New benchmarks provide regression coverage for these code paths.
Tests:
- sbt "stream-tests / Test / testOnly *MaterializerSpec *PhasedFusingSpec
*TraversalBuilderSpec" - 30 tests passed
- sbt "stream-tests / Test / testOnly *GraphInterpreterSpec
*ActorGraphInterpreterSpec" - 112 tests passed
- sbt "bench-jmh / compile" - passed
References:
None - performance optimization identified through code review
* fix: replace HashMap with sorted primitive arrays, fix benchmark headers
Motivation:
java.util.HashMap[java.lang.Integer, ForwardWire] introduces autoboxing
on every put/remove. Benchmark files had incorrect license headers
(Akka-derived header on new code).
Modification:
- Replace forwardWires HashMap with sorted parallel arrays
(Array[Int] keys + Array[ForwardWire] values). Lookup uses
binary search, insert maintains sorted order, removal compacts
via arraycopy. Zero boxing, zero per-op allocation.

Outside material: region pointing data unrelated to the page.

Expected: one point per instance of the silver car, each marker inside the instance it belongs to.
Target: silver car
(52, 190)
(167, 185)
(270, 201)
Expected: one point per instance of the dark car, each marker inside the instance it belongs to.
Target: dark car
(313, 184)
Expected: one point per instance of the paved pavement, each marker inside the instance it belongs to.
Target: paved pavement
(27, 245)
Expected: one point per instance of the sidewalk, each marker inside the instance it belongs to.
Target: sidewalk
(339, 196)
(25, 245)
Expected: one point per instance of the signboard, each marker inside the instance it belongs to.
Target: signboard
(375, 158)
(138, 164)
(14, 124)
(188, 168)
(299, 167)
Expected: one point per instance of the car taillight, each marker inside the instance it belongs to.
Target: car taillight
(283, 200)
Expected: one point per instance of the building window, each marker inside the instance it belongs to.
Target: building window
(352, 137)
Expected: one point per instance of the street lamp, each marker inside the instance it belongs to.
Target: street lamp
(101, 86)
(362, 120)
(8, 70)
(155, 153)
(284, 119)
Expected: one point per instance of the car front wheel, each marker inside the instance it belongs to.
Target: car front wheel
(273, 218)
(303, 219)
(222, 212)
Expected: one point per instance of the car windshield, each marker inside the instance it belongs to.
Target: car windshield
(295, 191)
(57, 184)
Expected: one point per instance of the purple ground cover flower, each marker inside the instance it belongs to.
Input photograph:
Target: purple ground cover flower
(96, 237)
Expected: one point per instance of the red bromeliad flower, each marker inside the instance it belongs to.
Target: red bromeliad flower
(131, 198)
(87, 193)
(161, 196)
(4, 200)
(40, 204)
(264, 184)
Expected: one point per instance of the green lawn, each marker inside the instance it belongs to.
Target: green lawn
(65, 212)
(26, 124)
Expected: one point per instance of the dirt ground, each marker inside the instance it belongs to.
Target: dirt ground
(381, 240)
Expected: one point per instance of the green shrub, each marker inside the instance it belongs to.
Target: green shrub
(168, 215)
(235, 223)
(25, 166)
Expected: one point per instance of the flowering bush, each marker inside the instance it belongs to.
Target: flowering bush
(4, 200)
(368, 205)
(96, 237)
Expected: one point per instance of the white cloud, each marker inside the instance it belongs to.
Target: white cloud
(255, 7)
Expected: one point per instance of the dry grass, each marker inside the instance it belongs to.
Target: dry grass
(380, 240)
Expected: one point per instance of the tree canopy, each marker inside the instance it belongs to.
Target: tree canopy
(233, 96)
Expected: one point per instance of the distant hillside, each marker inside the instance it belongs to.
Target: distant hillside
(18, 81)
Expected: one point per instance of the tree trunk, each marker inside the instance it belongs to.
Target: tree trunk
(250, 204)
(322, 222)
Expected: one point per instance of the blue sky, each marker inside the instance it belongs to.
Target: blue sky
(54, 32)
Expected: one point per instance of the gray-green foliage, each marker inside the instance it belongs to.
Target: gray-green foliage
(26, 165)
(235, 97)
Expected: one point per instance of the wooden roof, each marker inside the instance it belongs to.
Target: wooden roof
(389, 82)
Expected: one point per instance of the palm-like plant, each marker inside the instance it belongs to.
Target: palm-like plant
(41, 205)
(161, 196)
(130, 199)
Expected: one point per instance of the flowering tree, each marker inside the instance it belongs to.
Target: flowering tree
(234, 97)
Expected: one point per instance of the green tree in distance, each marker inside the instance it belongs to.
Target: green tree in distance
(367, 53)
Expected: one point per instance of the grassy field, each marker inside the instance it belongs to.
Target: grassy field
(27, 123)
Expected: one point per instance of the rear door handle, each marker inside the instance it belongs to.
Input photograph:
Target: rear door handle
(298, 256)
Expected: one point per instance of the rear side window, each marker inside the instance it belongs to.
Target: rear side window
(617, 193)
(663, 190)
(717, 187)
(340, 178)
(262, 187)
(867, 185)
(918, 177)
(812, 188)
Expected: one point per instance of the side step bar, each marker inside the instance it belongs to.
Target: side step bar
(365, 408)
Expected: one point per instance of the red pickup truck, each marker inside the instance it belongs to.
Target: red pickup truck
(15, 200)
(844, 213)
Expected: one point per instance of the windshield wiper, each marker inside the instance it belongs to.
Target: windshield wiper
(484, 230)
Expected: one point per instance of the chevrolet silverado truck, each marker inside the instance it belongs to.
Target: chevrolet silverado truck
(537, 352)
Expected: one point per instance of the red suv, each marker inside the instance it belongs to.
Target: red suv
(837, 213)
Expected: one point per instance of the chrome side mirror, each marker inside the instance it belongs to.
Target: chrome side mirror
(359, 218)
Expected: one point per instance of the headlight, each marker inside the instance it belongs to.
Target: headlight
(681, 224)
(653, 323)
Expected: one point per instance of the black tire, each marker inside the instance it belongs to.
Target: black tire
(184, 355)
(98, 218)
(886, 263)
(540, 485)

- Fix benchmark file headers to use standard Apache 2.0 license
(new files should not have "derived from Akka" line).
- Update MaterializerWiringBenchmark @Param to include higher
complexity values (500, 1000) where forward wire optimization
shows measurable improvement.
Result:
At complexity=500, broadcast_merge_gradual materialization is
2.36x faster (4.027ms → 1.707ms). At complexity=1000, 2.13x faster
(5.441ms → 2.554ms). O(n) per-lookup becomes O(log n).
Tests:
- sbt "stream-tests / Test / testOnly *MaterializerSpec *PhasedFusingSpec
*TraversalBuilderSpec" - 134 passed
- sbt "stream-tests / Test / testOnly *GraphInterpreterSpec
*ActorGraphInterpreterSpec" - 22 passed
- JMH MaterializerWiringBenchmark: 2.36x at N=500, 2.13x at N=1000
References:
PR #3062 review feedback
* fix: clear dangling reference after forward wire removal
Motivation:
After removing a forward wire from the sorted arrays, the trailing
slot in forwardWireValues still held a reference to the consumed
ForwardWire object, preventing garbage collection.
Modification:
Set forwardWireValues(forwardWireCount) = null after removal and
array compaction.
Result:
Consumed ForwardWire objects become eligible for GC immediately
instead of lingering until the array is reused or discarded.
Tests:
- sbt "stream-tests / Test / testOnly *MaterializerSpec *PhasedFusingSpec
*TraversalBuilderSpec *GraphInterpreterSpec *ActorGraphInterpreterSpec" - 156
passed
References:
PR #3062 code review
* fix: improve GC friendliness of forwardWires and outConnections
Motivation:
After forward wires are consumed, the arrays and their entries
retained references preventing GC. Similarly, outConnections
ArrayList held references after being copied to finalConnections.
Modification:
- Null out forwardWireValues entries after removal to release
consumed ForwardWire objects immediately
- Release forwardWireKeys/Values arrays when forwardWireCount
reaches 0, allowing both arrays to be GC'd
- Set outConnections = null after onIslandReady() copies all
connections to the shell's finalConnections array
Result:
Reduced memory retention during materialization. ForwardWire
objects and their associated arrays are eligible for GC as
soon as they are consumed, rather than lingering until the
IslandTracking/GraphStageIsland instance is collected.
Tests:
- 156 tests passed (MaterializerSpec, PhasedFusingSpec,
TraversalBuilderSpec, GraphInterpreterSpec, ActorGraphInterpreterSpec)
References:
PR #3062 code review
* docs: clarify why sorted arrays over IntMap for forwardWires
IntMap's Patricia trie allocates nodes on every updated/removed.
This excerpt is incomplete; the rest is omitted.